Em primeiro lugar uma breve conversa com este iniciador do monaquismo:
Pois, meu caro Santo Antão, ainda que estejamos todos muito agradecidos a Deus por tua tão longa vida – cento e seis anos, nessa época, era pouco comum – tenho de te dizer que isso não me parece demasiado importante, até porque não temos meio de imitar senão a fidelidade com que levaste até ao fim a tua decisão de não confiar senão em Deus, ao qual deste tudo, quando ainda eras jovem.
Por outro lado, tens de nos perdoar o facto de o teu nome, no ocidente europeu, a partir de meados do século XIII, se ter confundido com o de outro grande santo, já que em latim, Antonius designa os dois: Antão e António. E sabes melhor que eu o que acontece com a devoção popular, quando não se esclarece devidamente.
Sim, também sei que tu não te importas com isso, porque em última análise, tudo nos vem de Deus; mas precisamos todos de ver melhor o que o mesmo Deus quer que imitemos em cada um dos nossos intercessores.
Deixo em paz os dois grandes intercessores das nossas populações, sempre mais devotas do que esclarecidas, e dirijo-me agora aos mais responsáveis por este esclarecimento: penso sobretudo naqueles que todos os dias podem, em circunstâncias normais, trazer à celebração da Eucaristia algum nome, não apenas como intercessor, mas também como exemplo a seguir, para darmos um sentido mais fecundo ao nosso viver diário.
Todos os santos nos interessam, para dar graças a Deus e para pedir novos favores: precisamente porque, se canonizados – o que significa que a sua pratica heróica das virtudes teologais, lhes dá um especial poder intercessor -; mas os santos interessam-nos também como modelo, porque assim nos são propostos pela canonização.
E se os santos nos interessam como modelo, seria talvez mais necessário que os responsáveis das nossas celebrações destinassem mais tempo à sua preparação, não apenas com a leitura meditada dos textos, mas também com a busca de modelos actuais, para que o conjunto do Povo de Deus fosse progressivamente convencendo-se que a solene proclamação do Vaticano II sobre a vocação universal à santidade, não é um puro voto, nem uma proclamação puramente teórica: Diz assim o Concílio: “Por isso, todos na Igreja, quer pertençam à Hierarquia quer por ela sejam pastoreados, são chamados à santidade, segundo a palavra do Apóstolo: «esta é a vontade de Deus, a vossa santificação»” (1 Tess. 4,3; cfr. Ef. 1,4) (Lumen Gentium 39).
O actual calendário litúrgico está recheado de “memórias facultativas”.
Já sabemos que isso se deve também à preocupação de dar ao domingo e às celebrações feriais um lugar de maior relevo.
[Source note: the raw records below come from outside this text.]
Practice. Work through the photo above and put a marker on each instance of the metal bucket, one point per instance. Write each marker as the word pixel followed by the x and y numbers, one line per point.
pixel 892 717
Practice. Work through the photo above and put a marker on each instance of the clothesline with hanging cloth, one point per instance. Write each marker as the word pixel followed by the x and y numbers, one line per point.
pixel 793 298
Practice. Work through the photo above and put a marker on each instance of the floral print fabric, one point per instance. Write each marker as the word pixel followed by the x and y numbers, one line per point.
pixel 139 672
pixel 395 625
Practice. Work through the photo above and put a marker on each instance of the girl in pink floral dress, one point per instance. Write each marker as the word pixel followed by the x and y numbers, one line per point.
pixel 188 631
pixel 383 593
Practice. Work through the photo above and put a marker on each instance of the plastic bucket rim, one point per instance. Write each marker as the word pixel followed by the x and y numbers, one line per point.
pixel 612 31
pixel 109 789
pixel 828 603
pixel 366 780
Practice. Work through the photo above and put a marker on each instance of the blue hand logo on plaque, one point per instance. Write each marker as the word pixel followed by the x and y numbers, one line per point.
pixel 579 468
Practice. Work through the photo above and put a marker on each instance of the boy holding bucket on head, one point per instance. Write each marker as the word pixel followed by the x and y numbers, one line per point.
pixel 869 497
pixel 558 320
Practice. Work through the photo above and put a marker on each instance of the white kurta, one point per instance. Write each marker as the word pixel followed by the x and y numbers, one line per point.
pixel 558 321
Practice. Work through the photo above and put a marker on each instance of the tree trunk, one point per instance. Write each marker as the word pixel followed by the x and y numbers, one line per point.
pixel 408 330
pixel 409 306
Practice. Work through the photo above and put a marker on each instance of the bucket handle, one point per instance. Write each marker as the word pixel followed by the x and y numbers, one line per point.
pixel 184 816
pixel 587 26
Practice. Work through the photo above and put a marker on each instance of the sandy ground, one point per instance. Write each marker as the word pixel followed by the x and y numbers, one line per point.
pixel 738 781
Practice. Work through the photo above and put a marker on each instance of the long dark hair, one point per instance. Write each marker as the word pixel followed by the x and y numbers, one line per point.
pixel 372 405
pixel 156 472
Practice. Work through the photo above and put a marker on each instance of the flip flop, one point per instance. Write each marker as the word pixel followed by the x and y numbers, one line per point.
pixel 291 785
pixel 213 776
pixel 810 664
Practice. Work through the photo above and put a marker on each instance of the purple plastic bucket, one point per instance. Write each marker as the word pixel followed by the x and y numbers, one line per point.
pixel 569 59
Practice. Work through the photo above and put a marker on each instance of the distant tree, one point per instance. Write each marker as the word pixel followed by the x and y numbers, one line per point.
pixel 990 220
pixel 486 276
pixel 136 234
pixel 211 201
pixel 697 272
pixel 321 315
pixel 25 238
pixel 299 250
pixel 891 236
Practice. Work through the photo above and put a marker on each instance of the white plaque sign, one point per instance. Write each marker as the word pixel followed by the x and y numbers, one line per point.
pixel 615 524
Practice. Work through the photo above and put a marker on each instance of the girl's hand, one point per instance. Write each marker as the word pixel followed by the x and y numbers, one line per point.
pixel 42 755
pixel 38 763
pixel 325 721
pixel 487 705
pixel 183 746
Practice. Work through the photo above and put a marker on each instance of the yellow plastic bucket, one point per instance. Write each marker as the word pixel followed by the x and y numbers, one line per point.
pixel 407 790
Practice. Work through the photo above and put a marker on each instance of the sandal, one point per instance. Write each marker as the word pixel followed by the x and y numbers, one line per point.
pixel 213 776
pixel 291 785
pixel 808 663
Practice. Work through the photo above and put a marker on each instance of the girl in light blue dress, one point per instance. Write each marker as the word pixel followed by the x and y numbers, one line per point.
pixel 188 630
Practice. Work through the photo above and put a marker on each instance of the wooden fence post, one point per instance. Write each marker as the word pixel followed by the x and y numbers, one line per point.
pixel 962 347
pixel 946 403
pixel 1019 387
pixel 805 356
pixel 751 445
Mas as razões de ordem pastoral, que tantos invocam por motivos menos recomendáveis, permitem preencher esses dias com referências mais concretas a nomes que estão ligados a pessoas que alguns de nós conheceram directamente e cuja vida pode e deve ser proposta como modelo e prova de que a Igreja foi verdadeiramente inspirada quando afirmou solenemente que todos os baptizados são chamados à santidade.
E dos santos mais tradicionais, como Santo Antão, que muitas populações recordam como figuras inimitáveis, ou Santa Margarida da Hungria, que, apesar de ter vivido no sec XIII, aliás como Santo António, quantas coisas a aprender, mas que não entram na lista dos factos que provam que essas pessoas viveram heroicamente as virtudes teologais. Isso, sem o qual ninguém é santo; e com o qual todos os podem ser.
Com a graça de Deus, claro: porque, na verdade, só Ele é santo.